Intelligent DM Model
IDC / M
Intelligent Data Capture / Management
Rethinking the DM Operation?
EDC currently available on the market have all a few feature in common.
Hi level of integration, complicated processes, difficult to operate, can take care of the quality of clinical data only at prohibitively high costs.
A few examples to illustrate:
In a recent bid defense for a multimillion dollar contract, Bayer expressed doubt that a Query based EDC can deliver the quality clinical data they are expecting.
A major CRO working a query based EDC study for a pharma client is facing strong dissatisfaction from the client over the quality of the clinical database.
Halfway through the study there are about 53,000 queries. At industry average of $100 per query resolution the cost for query resolution alone is around $5.3 million. Adding the costs of manual reviews needed to complete database cleaning the overall cost of cleaning a database goes easily to $10 million.
Needless to say, typical data management budgets for these types of studies is only a fraction of the $10 million cost.
How do data management operations cope with these budget – cost discrepancies?
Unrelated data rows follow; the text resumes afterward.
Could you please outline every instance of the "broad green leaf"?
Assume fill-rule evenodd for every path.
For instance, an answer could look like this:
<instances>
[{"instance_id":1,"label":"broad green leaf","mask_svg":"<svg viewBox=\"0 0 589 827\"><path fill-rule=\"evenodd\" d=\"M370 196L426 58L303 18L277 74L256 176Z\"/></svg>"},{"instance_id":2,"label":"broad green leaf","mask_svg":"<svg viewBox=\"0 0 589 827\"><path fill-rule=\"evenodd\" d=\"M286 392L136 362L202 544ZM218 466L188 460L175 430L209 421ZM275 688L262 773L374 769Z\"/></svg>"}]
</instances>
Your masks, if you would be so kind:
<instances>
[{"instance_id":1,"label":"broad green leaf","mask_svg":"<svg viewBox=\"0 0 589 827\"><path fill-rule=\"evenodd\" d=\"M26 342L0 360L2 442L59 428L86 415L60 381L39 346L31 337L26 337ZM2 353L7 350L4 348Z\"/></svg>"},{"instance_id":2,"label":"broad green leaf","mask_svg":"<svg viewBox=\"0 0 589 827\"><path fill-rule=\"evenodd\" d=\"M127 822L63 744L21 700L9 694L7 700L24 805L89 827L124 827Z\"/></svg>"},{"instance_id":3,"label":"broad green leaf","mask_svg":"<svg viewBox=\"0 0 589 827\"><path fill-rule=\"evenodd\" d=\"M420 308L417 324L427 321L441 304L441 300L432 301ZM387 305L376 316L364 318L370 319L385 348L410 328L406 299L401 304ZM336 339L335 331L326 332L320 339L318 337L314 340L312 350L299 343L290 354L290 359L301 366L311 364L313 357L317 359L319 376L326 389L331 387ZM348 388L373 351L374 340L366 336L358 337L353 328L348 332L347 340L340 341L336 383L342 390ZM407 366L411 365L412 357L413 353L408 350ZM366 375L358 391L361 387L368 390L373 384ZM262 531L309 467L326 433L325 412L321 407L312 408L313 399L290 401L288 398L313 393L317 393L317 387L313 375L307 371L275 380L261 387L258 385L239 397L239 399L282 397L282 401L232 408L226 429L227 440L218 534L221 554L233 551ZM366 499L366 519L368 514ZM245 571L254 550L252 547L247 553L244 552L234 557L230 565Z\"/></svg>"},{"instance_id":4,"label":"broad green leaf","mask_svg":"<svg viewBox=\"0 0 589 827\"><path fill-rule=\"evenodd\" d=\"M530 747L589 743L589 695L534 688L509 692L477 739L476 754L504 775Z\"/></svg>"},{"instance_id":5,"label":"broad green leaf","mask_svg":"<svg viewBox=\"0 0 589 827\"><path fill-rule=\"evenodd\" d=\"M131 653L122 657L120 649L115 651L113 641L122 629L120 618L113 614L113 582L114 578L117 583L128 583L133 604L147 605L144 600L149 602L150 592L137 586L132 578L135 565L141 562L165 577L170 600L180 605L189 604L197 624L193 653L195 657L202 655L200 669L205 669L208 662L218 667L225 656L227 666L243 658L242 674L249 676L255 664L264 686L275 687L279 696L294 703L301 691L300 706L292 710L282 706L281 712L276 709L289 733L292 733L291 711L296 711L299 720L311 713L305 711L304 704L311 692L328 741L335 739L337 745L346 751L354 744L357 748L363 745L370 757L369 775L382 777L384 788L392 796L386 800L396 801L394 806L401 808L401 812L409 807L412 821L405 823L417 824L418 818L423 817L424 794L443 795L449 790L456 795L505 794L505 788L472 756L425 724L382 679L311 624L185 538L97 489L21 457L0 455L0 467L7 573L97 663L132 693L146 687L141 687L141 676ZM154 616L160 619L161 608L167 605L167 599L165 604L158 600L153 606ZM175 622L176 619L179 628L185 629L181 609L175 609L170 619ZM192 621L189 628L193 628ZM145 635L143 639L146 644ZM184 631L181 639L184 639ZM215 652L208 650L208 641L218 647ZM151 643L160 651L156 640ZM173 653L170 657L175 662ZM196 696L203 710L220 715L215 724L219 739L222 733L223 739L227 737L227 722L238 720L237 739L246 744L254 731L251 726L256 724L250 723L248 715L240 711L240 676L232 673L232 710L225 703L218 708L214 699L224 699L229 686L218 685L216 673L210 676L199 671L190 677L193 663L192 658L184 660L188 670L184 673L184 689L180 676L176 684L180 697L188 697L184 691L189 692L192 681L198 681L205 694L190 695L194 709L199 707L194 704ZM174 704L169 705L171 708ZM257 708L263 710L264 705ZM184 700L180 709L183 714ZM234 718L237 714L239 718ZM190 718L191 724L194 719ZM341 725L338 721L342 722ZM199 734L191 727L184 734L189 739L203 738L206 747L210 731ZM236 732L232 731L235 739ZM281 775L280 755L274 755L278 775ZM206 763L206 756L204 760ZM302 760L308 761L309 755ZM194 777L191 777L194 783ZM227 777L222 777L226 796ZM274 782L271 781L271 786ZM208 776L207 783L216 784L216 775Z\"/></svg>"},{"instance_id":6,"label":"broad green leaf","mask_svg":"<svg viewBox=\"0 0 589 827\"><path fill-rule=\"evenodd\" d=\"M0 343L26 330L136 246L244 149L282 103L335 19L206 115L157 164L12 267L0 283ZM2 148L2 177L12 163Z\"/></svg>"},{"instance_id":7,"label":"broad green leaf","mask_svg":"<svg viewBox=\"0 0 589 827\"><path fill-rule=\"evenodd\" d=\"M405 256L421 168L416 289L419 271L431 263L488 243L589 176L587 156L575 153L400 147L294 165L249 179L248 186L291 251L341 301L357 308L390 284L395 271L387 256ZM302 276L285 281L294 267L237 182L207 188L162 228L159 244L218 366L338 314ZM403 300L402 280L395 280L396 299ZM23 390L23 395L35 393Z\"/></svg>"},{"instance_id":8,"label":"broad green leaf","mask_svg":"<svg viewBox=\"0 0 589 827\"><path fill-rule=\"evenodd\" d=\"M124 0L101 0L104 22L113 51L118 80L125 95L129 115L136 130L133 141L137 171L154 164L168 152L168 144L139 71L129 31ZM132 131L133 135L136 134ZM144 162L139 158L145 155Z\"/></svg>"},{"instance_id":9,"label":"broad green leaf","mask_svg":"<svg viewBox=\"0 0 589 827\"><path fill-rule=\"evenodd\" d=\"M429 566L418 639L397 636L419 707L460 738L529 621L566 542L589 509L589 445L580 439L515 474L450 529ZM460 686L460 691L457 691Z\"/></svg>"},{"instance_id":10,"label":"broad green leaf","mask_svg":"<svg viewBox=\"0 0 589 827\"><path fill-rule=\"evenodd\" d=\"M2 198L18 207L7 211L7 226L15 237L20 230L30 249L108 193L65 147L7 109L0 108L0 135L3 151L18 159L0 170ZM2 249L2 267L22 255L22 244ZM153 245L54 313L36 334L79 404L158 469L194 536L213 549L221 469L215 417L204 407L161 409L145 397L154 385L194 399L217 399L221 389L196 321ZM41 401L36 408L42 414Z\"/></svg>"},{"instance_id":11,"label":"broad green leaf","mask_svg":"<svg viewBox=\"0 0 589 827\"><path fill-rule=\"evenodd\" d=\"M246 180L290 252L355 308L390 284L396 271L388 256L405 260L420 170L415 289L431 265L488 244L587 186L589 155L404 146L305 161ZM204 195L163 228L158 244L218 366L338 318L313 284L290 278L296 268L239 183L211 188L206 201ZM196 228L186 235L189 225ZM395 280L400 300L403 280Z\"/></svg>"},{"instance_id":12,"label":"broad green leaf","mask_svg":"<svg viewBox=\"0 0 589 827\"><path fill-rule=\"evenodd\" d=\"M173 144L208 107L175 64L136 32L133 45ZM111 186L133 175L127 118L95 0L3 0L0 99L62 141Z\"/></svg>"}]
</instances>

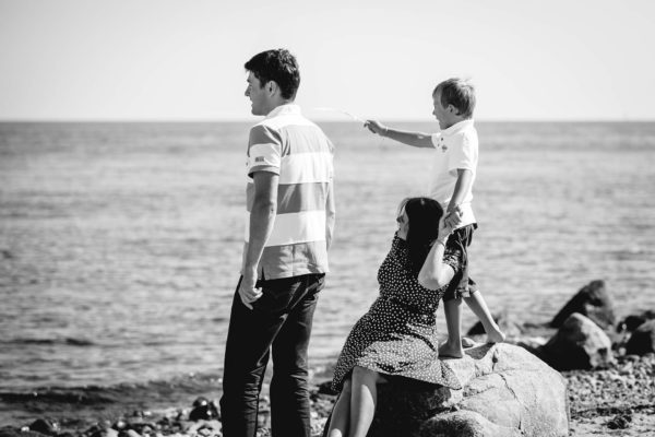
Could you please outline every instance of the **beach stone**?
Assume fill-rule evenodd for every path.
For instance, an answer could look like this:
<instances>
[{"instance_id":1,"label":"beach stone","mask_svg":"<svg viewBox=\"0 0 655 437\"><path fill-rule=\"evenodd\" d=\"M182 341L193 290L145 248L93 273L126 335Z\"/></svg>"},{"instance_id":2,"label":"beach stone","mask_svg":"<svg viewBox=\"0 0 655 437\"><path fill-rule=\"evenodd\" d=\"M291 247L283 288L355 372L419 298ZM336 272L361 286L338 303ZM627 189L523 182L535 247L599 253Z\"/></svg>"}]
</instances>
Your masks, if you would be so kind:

They don’t cope. The quality of the clinical database is either not there or the prohibitive cost of cleaning the database gets shifted from data management to other services provided like clinical, medical or statistics.
Claim from EDC vendors that their technology is not performing up to advertised parameters because clients do not follow processes does not make much sense. Processes are so complex and complicated that they cannot be reasonably followed.